# Reserve Bank's gold sale cost us $5bn



## nukz (11 January 2011)

*Reserve Bank's gold sale cost us $5bn *
THE Reserve Bank sold most of the nation's gold reserves more than a decade ago because the board believed its price would remain flat

They believed also the commodity would not play a role in a future financial crisis.

The decision to sell 167 tonnes of the bank's reserves has cost the nation about $5 billion based on today's soaring price of almost $1400 an ounce.
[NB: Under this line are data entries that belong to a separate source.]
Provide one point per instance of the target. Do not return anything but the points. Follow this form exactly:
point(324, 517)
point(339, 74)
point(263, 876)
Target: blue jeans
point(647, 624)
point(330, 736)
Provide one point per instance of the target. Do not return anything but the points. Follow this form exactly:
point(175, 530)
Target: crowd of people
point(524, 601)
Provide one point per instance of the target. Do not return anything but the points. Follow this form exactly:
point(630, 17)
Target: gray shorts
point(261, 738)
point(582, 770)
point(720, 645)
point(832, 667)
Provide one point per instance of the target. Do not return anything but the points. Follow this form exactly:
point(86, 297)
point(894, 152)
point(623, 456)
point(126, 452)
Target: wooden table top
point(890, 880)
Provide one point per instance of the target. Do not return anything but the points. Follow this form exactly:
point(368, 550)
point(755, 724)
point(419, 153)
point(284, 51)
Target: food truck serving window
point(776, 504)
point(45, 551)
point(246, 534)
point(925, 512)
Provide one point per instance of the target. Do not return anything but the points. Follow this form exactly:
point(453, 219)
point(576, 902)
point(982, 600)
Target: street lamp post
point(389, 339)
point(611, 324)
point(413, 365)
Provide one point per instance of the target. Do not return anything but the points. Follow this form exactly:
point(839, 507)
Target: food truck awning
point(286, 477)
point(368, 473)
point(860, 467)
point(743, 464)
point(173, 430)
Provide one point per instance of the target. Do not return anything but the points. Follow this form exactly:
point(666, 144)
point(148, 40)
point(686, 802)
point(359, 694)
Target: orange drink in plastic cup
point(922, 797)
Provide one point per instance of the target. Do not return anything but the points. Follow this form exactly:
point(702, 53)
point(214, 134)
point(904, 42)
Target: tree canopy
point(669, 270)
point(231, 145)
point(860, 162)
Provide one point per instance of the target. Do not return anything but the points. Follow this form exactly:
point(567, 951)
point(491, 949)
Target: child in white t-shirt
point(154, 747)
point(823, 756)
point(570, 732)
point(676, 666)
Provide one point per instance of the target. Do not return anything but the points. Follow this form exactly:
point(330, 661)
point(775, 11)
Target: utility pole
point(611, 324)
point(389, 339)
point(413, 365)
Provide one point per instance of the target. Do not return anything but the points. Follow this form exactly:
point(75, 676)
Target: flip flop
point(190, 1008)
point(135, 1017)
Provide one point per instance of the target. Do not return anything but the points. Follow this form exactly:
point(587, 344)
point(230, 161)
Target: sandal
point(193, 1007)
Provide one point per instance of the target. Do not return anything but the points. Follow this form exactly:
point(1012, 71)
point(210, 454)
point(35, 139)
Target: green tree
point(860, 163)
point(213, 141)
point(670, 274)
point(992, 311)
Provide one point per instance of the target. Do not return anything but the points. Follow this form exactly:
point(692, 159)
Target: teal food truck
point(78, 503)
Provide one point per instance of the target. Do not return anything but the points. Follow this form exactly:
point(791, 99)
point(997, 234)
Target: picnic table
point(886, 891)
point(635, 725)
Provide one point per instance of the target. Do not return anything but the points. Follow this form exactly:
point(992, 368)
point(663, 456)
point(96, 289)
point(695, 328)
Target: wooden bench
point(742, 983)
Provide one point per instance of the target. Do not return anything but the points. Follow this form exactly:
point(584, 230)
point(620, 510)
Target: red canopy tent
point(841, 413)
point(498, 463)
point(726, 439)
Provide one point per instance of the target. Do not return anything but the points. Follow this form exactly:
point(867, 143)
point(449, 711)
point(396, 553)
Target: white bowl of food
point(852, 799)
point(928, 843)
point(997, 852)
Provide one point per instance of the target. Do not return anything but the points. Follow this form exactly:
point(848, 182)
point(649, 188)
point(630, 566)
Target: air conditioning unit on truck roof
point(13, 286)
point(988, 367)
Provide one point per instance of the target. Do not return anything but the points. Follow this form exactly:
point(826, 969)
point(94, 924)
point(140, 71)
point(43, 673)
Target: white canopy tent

Read on: http://www.theaustralian.com.au/new...sale-cost-us-5bn/story-e6frg6nf-1225985231872

Quite a interesting article, i was not even aware that we sold such a chunk of our gold.


----------



## TabJockey (11 January 2011)

nukz said:


> *Reserve Bank's gold sale cost us $5bn *
> THE Reserve Bank sold most of the nation's gold reserves more than a decade ago because the board believed its price would remain flat
> 
> They believed also the commodity would not play a role in a future financial crisis.
> ...




Well they where partly right, Gold played no part in the GFC. Nobody refused to deal with us because we didnt have enough gold, we didnt have to send gold to pay off debts or anything dramatic like that.

In hindsight it looks like a blunder, but its pretty hard to pick these things.......
Quite a interesting article, i was not even aware that we sold such a chunk of our gold.


----------



## sreeve (11 January 2011)

9 out of 10 Australians wouldn't even realise our currency is "fiat" let alone gold's historical context as a monetary metal.

Central banks worldwide, including the RBA, are running out of room to sell gold and keep its price down. The more gold and silver in individuals hands the better!


----------



## sreeve (31 January 2011)

Attached is ChartoftheDay from yesterday showing gold's continued 11 year bull-trend (in US Dollar terms).

Also this article in The Australian summaries which countries accumulated gold in 2010.


> RUSSIA led the gold bugs last year as it invested $US5.8 billion ($5.83bn) in bullion to diversify its reserves away from the US greenback.
> 
> According to figures from the World Gold Council, *Russia bought 135.3 tonnes during 2010 at an average price of $US1224 an ounce.*
> 
> ...




Cheers,
Scott


----------



## tech/a (31 January 2011)

Relax.

https://www.cia.gov/library/publications/the-world-factbook/rankorder/2188rank.html


----------



## sreeve (31 January 2011)

Relax about the CIA or that there are large reserves of paper dollars floating around the world?  Large foreign "paper" reserves do not insulate anything.


----------